Caravana da Ciência leva palestras,
dia de campo,
cursos e exposições a Santana

Que a ciência é importante para elevar o nível de desenvolvimento e a qualidade de vida de um país, já é consenso. O desafio agora é ampliar o acesso às tecnologias que resultam de pesquisas feitas por especialistas de diversas áreas do conhecimento. Uma iniciativa no Amapá é a Caravana da Ciência, coordenada pela Secretaria Estadual de Ciência e Tecnologia (Setec) e implementada com parceria da Embrapa Amapá, Universidade Federal do Amapá (Unifap), Instituto de Pesquisas Científicas e Tecnológicas do Amapá (Iepa), Universidade do Estado do Amapá (Ueap) e prefeituras municipais.

Na próxima sexta-feira, 17, será a vez dos moradores de Santana receberem as ações da Caravana da Ciência, uma atividade que reúne aprendizado e troca de conhecimentos. A programação de mini-cursos, palestras, debates e exposições vai acontecer na Escola Estadual Augusto Antunes, em frente ao Hospital de Santana, no horário das 8 horas às 18 horas. A participação é gratuita. Durante todo o dia, estuantes, professores e demais interessados terão a oportunidade de dialogar com pesquisadores e aprender melhor questões na área de agropecuária, economia e meio ambiente, biodiversidade, entre outros temas regionais.

Um Dia de Campo, no Igarapé da Fortaleza, para a mostra da tecnologia do manejo de açaizais nativo de mínimo impacto, está sendo preparado pela Embrapa Amapá em parceria com o Rurap. "O importante é a população aprender como aplicar o conhecimento científico no seu cotidiano, muitas vezes o pesquisador publica os resultados dos seus estudos, mas em meios especializados, de acesso mais restrito. Então, uma ação como a Caravana da Ciência vem contribuir para a popularização do conhecimento especializado", afirmou Wagner Costa, coordenador de Desenvolvimento Científico da Setec.
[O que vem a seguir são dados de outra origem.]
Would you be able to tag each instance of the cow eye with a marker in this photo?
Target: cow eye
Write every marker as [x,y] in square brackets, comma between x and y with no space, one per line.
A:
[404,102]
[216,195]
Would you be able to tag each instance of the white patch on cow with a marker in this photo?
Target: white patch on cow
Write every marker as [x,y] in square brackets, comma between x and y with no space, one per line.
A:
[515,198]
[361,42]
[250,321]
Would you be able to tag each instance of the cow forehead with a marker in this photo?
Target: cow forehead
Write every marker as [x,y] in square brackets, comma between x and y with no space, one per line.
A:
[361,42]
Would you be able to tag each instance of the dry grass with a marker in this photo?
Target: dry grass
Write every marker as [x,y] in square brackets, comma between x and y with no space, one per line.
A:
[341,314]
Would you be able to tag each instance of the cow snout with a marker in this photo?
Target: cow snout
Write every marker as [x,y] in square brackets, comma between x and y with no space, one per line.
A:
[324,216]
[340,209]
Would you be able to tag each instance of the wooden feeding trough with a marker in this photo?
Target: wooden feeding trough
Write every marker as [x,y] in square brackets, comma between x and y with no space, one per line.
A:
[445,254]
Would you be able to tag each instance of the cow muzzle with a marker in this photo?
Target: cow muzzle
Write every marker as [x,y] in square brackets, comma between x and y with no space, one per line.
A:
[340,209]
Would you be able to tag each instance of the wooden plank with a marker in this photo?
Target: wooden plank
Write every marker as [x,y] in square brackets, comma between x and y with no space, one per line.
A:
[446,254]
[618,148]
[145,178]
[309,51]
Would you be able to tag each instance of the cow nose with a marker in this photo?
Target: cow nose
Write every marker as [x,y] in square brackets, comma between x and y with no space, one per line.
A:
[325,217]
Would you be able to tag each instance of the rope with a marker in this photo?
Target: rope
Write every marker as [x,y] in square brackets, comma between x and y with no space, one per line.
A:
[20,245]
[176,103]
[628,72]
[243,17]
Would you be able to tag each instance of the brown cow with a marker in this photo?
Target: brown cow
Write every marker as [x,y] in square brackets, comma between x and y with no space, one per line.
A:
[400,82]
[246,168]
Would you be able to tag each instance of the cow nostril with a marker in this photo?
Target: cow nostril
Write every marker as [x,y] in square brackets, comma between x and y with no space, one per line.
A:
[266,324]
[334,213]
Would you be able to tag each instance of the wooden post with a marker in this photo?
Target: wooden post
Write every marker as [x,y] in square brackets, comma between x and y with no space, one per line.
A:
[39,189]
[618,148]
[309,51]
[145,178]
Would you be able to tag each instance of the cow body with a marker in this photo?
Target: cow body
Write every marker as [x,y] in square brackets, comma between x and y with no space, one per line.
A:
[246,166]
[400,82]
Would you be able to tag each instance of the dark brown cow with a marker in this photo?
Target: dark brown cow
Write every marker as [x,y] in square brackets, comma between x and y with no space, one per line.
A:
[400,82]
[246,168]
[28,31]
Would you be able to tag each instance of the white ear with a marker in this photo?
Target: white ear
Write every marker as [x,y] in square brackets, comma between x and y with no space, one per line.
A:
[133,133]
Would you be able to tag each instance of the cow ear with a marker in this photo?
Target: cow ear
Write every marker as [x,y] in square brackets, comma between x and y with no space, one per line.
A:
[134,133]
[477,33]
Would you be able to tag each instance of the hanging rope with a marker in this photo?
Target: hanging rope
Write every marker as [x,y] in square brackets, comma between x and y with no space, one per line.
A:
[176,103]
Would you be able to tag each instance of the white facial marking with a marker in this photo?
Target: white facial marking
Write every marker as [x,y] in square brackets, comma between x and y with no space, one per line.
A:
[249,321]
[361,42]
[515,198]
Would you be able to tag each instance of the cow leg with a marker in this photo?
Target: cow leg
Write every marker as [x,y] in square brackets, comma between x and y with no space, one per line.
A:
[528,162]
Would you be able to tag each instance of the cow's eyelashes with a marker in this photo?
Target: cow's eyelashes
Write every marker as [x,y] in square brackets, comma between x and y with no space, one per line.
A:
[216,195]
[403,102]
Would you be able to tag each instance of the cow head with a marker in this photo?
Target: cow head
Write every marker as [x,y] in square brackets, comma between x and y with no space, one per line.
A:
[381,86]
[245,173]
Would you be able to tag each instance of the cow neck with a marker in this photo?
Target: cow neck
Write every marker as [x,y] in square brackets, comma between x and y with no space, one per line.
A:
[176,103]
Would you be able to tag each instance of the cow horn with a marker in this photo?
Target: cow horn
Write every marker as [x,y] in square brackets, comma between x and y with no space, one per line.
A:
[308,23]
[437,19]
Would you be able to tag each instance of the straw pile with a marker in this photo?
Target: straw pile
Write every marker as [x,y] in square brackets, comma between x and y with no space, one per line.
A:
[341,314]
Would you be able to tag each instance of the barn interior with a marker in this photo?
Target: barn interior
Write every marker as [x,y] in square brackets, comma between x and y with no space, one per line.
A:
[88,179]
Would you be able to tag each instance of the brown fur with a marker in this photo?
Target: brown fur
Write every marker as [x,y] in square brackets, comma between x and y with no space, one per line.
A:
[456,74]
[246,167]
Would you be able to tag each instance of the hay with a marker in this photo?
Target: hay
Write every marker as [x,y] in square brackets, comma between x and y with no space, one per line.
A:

Um ciclo de palestras acontecerá no auditório e em várias salas da Escola Augusto Nunes, envolvendo temas como economia e meio ambiente, plantas tóxicas que representam perigo para a jardinagem, valoração de recursos naturais da Amazônia, fungos, biodiversidade do Amapá, projeto Orla Santana, a vulnerabilidade do arqüífero livre de Santana à poluição. A programação de palestras inclui ainda estudos na áreas de defesa agropecuária vegetal e o caso da mosca-da-carambola, uma praga asiática que entrou no Brasil pelo Oiapoque; o panorama da agricultura amapaense, os impactos ambientais da criação de búfalos no Amapá, o aproveitamento em produtos da floresta na alimentação animal e o potencial de fungos entopatogênicos para utilização em programas de controle biológico.

Os mini-cursos também abrangem questões sociais e de infra-estrutura.
Serão abordados, por exemplo, as transformações espaciais no Amapá, o Plano Diretor Urbano, políticas públicas para o combate e prevenção às violência de gênero e doméstica, a farmácia da terra e o desenvolvimento rural sustentável. Durante todo o dia será ministrado ainda um mini-curso sobre a produção de biocombustível como fonte alternativa de inclusão social e econômica. Paralelamente, durante a Caravana da Ciência estarão à mostra na Escola Augusto Nunes uma exposição da biodiversidade zoobotânica do Amapá e a exposição itinerante do Iepa.